Pierre declarou que não sentia exaustão após suas excursões, embora o juiz haja, particularmente, indagado se ele sentia aquela prostração após seu esforço incomum, do qual as bruxas, em geral, reclamavam. De fato, o esgotamento resultante de um ataque de lobisomem era tão grande que o licantropo muitas vezes ficava confinado em sua cama por vários dias e a custo conseguia mover as mãos ou os pés.

Em uma de suas corridas, convertido em lobisomem, Pierre caiu sobre um menino de seis ou sete anos, com os dentes, pretendendo rasgá-lo e devorá-lo. O garoto, todavia, gritou tão alto que o licantropo foi obrigado a bater em retirada, em busca de suas roupas, para lambuzar-se novamente, a fim de recuperar sua forma e original e escapar. Ele e Michel, porém, um dia despedaçaram uma mulher, enquanto ela colhia ervilhas; e um senhor de Chusnée, que veio em seu socorro, foi por eles atacado e morto.

Noutra ocasião, eles caíram sobre uma garotinha de quatro anos e a comeram, com exceção de um braço. Michel considerou a carne da garotinha o mais delicioso entre os manjares.

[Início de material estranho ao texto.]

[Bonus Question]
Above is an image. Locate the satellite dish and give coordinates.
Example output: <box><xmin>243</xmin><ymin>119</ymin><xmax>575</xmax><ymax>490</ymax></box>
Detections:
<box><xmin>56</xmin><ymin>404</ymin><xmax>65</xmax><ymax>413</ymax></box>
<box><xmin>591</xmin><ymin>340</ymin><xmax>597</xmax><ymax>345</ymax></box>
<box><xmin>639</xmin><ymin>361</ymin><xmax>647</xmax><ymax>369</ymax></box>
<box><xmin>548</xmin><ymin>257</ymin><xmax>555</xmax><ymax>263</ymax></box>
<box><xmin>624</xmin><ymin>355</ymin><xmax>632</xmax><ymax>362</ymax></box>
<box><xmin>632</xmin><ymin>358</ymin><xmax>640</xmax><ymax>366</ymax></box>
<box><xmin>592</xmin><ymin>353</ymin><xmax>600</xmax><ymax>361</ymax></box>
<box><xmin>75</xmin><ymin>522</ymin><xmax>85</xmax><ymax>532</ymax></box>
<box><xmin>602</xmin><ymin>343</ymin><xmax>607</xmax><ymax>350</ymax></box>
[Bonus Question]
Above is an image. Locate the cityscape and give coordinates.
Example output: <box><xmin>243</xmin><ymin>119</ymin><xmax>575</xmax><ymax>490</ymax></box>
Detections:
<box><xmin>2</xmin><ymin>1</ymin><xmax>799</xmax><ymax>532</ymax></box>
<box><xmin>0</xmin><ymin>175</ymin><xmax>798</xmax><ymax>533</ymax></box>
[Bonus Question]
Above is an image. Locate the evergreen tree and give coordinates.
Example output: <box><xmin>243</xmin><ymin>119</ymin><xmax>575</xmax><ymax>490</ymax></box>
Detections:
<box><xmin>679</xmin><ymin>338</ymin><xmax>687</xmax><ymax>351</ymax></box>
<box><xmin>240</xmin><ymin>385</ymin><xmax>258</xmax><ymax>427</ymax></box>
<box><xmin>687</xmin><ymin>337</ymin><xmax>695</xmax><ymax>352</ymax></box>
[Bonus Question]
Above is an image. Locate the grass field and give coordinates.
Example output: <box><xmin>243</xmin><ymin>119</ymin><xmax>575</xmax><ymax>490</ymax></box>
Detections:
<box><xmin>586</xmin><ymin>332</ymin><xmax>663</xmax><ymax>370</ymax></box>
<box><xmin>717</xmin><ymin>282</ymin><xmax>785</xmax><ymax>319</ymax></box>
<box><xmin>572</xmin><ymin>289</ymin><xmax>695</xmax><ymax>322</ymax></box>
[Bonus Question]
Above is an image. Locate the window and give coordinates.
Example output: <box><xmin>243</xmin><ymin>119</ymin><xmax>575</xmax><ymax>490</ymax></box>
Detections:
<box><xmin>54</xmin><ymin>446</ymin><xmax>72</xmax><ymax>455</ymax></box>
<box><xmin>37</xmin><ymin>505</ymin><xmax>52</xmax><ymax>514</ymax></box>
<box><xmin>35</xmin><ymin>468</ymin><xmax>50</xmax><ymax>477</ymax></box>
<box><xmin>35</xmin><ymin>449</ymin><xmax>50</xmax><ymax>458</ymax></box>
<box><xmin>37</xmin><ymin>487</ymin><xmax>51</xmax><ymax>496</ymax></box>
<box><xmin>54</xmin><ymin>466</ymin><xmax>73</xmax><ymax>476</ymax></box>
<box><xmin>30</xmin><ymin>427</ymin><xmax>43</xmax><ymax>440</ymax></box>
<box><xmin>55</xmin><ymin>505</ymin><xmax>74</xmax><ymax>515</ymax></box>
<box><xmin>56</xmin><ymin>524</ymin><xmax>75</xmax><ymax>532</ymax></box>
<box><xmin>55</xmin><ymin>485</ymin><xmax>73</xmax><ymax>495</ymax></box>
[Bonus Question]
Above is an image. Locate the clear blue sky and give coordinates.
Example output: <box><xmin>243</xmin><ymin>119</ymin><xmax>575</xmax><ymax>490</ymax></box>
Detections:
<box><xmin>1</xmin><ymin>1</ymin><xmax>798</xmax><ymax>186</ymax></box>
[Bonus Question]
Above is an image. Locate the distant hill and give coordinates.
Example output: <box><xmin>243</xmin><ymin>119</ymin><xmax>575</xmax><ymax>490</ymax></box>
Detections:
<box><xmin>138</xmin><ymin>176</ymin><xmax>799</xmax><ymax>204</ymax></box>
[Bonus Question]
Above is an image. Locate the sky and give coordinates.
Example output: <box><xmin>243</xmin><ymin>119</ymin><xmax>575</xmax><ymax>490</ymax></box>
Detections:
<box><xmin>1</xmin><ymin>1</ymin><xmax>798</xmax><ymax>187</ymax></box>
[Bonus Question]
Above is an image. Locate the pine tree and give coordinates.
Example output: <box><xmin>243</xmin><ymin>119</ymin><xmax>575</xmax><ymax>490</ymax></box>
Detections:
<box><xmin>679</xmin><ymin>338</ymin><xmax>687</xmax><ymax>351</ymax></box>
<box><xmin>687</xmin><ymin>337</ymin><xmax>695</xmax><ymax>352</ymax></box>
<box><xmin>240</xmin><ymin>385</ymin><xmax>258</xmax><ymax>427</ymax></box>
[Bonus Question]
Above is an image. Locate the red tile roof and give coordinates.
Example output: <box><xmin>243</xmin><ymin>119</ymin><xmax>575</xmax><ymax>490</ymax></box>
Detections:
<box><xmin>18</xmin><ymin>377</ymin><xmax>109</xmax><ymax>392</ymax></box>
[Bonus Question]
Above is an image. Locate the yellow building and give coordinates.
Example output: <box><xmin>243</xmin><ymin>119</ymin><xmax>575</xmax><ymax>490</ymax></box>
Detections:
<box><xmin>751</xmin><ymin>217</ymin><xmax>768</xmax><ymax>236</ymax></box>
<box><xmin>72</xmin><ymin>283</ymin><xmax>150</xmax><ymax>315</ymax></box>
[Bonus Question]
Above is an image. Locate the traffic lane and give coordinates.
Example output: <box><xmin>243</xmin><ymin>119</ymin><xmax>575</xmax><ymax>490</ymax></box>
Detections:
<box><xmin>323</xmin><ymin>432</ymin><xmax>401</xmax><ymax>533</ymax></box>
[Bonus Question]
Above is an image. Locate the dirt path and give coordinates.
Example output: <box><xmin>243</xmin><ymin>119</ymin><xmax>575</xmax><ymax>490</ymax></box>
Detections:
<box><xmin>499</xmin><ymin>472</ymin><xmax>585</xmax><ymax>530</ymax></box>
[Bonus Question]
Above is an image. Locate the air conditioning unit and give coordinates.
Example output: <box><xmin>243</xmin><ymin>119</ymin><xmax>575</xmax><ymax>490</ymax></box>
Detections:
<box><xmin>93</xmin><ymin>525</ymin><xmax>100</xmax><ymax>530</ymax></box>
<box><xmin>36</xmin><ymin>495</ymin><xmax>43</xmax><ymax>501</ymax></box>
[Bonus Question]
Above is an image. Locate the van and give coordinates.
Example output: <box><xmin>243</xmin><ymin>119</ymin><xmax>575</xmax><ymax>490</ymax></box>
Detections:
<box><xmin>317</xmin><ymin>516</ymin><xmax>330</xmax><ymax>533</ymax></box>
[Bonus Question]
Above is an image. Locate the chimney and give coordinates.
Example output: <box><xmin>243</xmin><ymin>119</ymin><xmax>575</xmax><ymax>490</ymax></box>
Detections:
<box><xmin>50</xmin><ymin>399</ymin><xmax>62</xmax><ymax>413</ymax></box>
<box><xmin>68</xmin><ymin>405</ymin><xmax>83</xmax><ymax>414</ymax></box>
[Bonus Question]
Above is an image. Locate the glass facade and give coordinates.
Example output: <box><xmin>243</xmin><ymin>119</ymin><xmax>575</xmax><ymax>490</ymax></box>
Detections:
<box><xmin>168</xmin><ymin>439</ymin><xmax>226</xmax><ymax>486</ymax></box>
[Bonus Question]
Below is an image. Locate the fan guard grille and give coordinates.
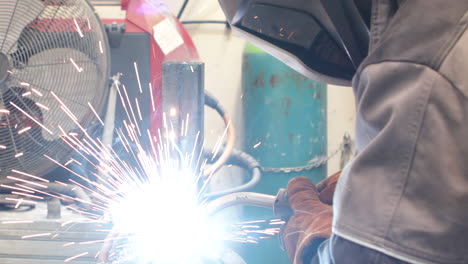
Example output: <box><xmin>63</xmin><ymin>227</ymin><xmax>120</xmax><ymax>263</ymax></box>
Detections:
<box><xmin>0</xmin><ymin>0</ymin><xmax>110</xmax><ymax>178</ymax></box>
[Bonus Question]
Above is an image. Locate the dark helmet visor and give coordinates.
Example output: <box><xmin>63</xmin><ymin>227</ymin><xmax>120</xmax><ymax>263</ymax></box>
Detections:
<box><xmin>219</xmin><ymin>0</ymin><xmax>364</xmax><ymax>86</ymax></box>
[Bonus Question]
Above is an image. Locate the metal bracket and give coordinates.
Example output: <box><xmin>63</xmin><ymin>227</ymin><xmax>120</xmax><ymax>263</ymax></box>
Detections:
<box><xmin>340</xmin><ymin>133</ymin><xmax>354</xmax><ymax>169</ymax></box>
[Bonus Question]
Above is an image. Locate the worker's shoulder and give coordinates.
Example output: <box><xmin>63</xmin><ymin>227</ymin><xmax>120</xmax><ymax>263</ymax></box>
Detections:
<box><xmin>362</xmin><ymin>1</ymin><xmax>468</xmax><ymax>73</ymax></box>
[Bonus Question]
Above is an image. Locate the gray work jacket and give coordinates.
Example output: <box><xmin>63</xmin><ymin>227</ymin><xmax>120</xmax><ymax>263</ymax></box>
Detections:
<box><xmin>333</xmin><ymin>1</ymin><xmax>468</xmax><ymax>264</ymax></box>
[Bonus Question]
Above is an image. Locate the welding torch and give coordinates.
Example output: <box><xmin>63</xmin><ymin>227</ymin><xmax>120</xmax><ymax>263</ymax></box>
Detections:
<box><xmin>206</xmin><ymin>189</ymin><xmax>293</xmax><ymax>220</ymax></box>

Outra menina foi por eles estrangulada e teve o sangue derramado. De um terço das vítimas, eles comiam apenas uma porção do estômago.

Certa noite, ao entardecer, Pierre saltou o muro de um jardim e se deparou com uma garotinha de nove anos, ocupada na capina dos canteiros do terreno. De joelhos, a menina implorou a Pierre que a poupasse. Mas este partiu-lhe o pescoço e abandonou o seu cadáver estirado ente as flores do jardim.  Noutra ocasião, ele não parecia estar em sua forma de lobo: caiu sobre uma cabra, que encontrou no campo de Pierre Lerugen, e a mordeu na garganta; matou-a, contudo, com uma faca.

Michel transformava-se em lobo ainda vestido, mas Pierre era obrigado a se despir: a metamorfose só se lhe ocorria se estivesse completamente nu.  Ele, contudo, não sabia explicar como o seu pelo desaparecia quando recuperava a sua natural condição. 

As declarações de Pierre Bourgot foram totalmente corroboradas por Michel Verdung.

 

Fonte: “The book of Were-Wolves”, Smith, Elder & Co., Londres, 1865.